感谢大家的回答 - 他们对我的研究很有帮助。
答案 0 :(得分:4)
使用dict.get可以简化您的代码。它比使用 datetime.replace 和 timedelta 对象更清晰。
这是让你入门的东西:
from datetime import datetime
options = dict(month=5, day=20)
now = datetime.now()
start_time = datetime(year=options.get('year', now.year),
month=options.get('month', 1),
day=options.get('day', 1)
hour=0,
minute=0,
second=0)
stop_time = datetime(year=options.get('year', now.year),
month=options.get('month', now.month),
day=options.get('day', now.day),
hour=now.hour,
minute=now.minute,
second=now.second)
答案 1 :(得分:4)
根据需要设置stop_time,提前start_time一年,一月或一天,然后减去一个timedelta(microseconds=1)
if options['year']:
start_time = start_time.replace(year=options['year'], month=1, day=1)
stop_time = stop_time.replace(year=options['year']+1)-timedelta(microseconds=1)
elif options['month']:
start_time = start_time.replace(month=options['month'], day=1)
months=options['month']%12+1
stop_time = stop_time.replace(month=months,day=1)-timedelta(microseconds=1)
else:
start_time = start_time.replace(day=options['day'])
stop_time = stop_time.replace(day=options['day'])+timedelta(days=1,microseconds=-1)
答案 2 :(得分:1)
today = datetime.date.today()
begintime = today.strftime("%Y-%m-%d 00:00:00")

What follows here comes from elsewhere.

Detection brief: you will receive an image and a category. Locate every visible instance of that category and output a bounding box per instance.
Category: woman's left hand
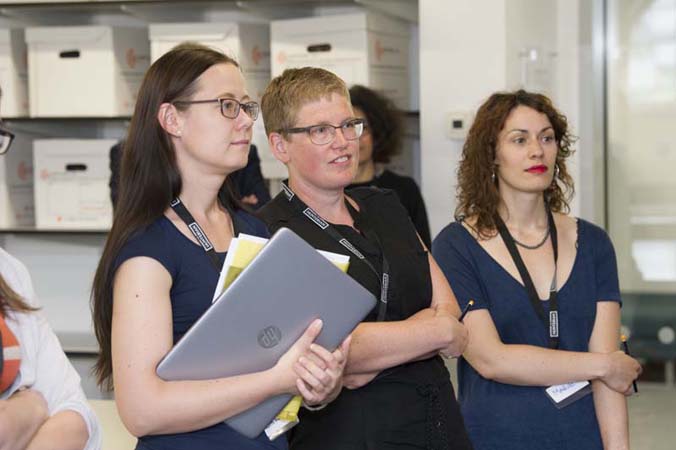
[294,336,352,406]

endtime = today.strftime("%Y-%m-%d 23:59:59")
答案 3 :(得分:0)
from datetime import datetime, date, timedelta
def get_current_timestamp():
return int(datetime.now().timestamp())
def get_end_today_timestamp():
# get 23:59:59
result = datetime.combine(date.today() + timedelta(days=1), datetime.min.time())
return int(result.timestamp()) - 1
def get_datetime_from_timestamp(timestamp):
return datetime.fromtimestamp(timestamp)
end_today = get_datetime_from_timestamp(get_end_today_timestamp())
答案 4 :(得分:0)
date = datetime.strftime('<input date str>')
date.replace(hour=0, minute=0, second=0, microsecond=0) # now we get begin of the day
date += timedelta(days=1, microseconds=-1) # now end of the day
答案 5 :(得分:0)
在查看了这里的一些答案之后,并没有真正找到任何非常优雅的方法,我在标准库中进行了一些探索,找到了当前的解决方案(我非常喜欢):dateutil。
这是我的实现方式:
from datetime import date
from dateutil.relativedelta import relativedelta
now = date.today()
stop_time = now + relativedelta(days=1)
start_time = date(
# NOTE: I'm not doing dict.get() since in my implementation, these dict
# keys are guaranteed to exist.
year = options['year'] or now.year,
month = options['month'] or now.month,
day = options['day'] or now.day
)
if options['year']:
start_time = date(year=options['year'] or now.year, month=1, day=1)
stop_time = start_time + relativedelta(years=1)
if options['month']:
start_time = date(
year = options['year'] or now.year,
month = options['month'] or now.month,
day = 1
)
stop_time = start_time + relativedelta(months=1)
if options['day']:
start_time = date(
year = options['year'] or now.year,
month = options['month'] or now.month,
day = options['day'] or now.day,
)
stop_time = start_time + relativedelta(days=1)
# ... do stuff with start_time and stop_time here ...
我喜欢这种实现方式,是python的dateutil.relativedata.relativedata在边缘情况下确实能很好地工作。它得到正确的天/月/年。如果我有month=12,并且做relativedata(months=1),它将增加年份并将月份设置为1(效果很好)。
也:在上述实现中,如果用户未指定任何可选日期(年,月或日),则我们将使用备用默认日期(start_time =今天上午,stop_time =今晚)我们将默认仅在当天进行操作。
感谢大家的回答-他们对我的研究很有帮助。